Llamaron a la puerta.
—¡Váyase al diablo! —gritó Víktor—. ¡Estoy ocupado!
—Perdone, señor Bánev —se oyó la voz tímida del conserje—. Su esposa lo llama por teléfono.
—¡Mentira! Yo no tengo esposa... Bueno, perdone. Se me había olvidado. Gracias, ahora la llamo. —Tomó un vaso, lo llenó hasta los bordes, se lo entregó a Gólem y le dijo—: Beba, y no piense en nada. Enseguida estoy con usted.
Conectó el teléfono y marcó el número de Lola. Ella le respondió con sequedad: perdón por haberte molestado, pero me dispongo a visitar a Irma, ¿no tendrías la bondad de venir conmigo?
—No, no tengo la bondad. Estoy ocupado.
—¡Pero es tu hija! ¿Acaso has caído tan bajo...?
—¡Estoy ocupado! —gritó Víktor.
—¿No te preocupa lo que le pase a tu hija?

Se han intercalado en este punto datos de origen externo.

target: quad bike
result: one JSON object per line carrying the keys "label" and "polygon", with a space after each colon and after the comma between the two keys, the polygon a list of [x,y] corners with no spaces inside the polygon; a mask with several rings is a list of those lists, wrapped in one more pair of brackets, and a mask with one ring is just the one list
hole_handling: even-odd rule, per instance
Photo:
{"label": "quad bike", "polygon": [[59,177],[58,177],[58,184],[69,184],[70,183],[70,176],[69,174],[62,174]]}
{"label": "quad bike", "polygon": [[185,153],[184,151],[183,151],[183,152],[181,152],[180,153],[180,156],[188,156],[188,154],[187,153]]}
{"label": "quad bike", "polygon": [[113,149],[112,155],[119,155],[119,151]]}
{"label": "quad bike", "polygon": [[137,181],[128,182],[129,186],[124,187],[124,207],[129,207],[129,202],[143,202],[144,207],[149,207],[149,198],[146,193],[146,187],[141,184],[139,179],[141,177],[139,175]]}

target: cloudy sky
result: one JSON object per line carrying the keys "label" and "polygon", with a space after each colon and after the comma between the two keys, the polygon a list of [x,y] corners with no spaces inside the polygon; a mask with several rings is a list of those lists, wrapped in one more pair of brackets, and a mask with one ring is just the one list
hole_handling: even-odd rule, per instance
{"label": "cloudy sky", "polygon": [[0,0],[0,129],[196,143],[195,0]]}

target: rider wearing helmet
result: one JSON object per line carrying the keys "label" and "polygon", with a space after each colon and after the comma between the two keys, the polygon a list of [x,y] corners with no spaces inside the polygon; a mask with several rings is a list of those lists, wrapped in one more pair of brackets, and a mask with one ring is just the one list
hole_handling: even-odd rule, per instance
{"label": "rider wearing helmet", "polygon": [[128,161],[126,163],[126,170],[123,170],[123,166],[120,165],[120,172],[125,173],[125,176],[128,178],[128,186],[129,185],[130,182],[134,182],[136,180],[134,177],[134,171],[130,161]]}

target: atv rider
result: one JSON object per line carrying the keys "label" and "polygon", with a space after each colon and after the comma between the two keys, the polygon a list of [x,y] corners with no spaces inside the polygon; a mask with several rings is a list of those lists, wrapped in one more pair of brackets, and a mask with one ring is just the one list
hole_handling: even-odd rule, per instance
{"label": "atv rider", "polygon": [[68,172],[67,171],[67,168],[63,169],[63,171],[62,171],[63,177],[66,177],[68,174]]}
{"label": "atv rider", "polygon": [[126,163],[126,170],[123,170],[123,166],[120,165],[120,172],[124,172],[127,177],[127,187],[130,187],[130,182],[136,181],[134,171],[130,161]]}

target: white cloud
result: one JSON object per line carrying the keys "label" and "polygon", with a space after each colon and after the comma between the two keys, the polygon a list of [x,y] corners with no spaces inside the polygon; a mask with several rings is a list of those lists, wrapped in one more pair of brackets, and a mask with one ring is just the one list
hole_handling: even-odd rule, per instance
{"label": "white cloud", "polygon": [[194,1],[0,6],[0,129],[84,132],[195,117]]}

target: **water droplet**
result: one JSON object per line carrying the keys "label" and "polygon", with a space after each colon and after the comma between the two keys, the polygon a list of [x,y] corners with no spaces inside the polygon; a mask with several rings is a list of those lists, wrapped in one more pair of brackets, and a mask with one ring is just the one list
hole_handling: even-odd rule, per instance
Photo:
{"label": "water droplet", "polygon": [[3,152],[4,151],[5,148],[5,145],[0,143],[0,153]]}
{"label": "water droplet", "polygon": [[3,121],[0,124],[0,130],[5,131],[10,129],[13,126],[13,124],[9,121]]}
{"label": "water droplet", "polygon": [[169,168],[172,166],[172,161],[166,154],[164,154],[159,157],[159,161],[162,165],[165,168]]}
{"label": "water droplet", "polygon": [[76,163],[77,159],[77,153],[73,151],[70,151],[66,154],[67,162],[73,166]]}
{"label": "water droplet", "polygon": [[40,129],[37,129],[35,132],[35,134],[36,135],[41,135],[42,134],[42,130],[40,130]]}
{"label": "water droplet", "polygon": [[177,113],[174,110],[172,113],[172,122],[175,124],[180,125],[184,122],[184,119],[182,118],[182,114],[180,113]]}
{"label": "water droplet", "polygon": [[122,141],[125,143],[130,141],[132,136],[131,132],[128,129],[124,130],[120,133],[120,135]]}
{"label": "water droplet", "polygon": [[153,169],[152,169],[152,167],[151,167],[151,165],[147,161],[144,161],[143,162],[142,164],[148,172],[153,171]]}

—Deja de hacerte la tonta. Creo que querías deshacerte de Irma. Pues ya te has librado de ella. ¿Qué más quieres? —Lola comenzó a llorar—. Basta ya —dijo Víktor, frunciendo el ceño—. Ella se siente bien allí. Mejor que en un buen internado. Ve a verla y convéncete por ti misma.
—Eres un cerdo asqueroso, desalmado y egoísta —proclamó Lola, y colgó.
Víktor soltó un improperio en voz baja, desconectó de nuevo el teléfono y volvió a la mesa.
—Oiga, Gólem, ¿qué hacen allí con nuestros hijos? Si están preparando el relevo, yo no estoy de acuerdo.
—¿El relevo de quién?
—Pues, el relevo... Eso es lo que pregunto: ¿de quién?
—Por lo que sé, los niños están muy contentos —dijo Gólem.
—Eso no importa... No necesito que usted me lo diga para saber que están contentos. Pero ¿qué hacen allí?
—¿Acaso no se lo han dicho?
—¿Quién?
—Los niños.
—¿Cómo podrían decírmelo, si yo estoy aquí y ellos están allá?
—Están construyendo un mundo nuevo.
—Ah... Sí, eso me lo dijeron. Pero sólo se trata de filosofía... ¿Por qué vuelve a mentirme, Gólem? ¿Qué mundo nuevo puede existir tras una cerca de alambre espino? ¡Un mundo nuevo bajo el mando del general Pferd!... ¿Y si se contagian?
—¿De qué?
—De la enfermedad de los gafudos, por supuesto.
—Le repito por sexta vez que las enfermedades genéticas no son contagiosas.
—Por sexta vez, por sexta vez... —gruñó Víktor, que había perdido el hilo de la conversación—. Y en general, ¿qué es la enfermedad de los gafudos? ¿A quiénes ataca? ¿O es un secreto?
—No, se ha publicado por doquier.
—Cuente entonces, pero sin palabras.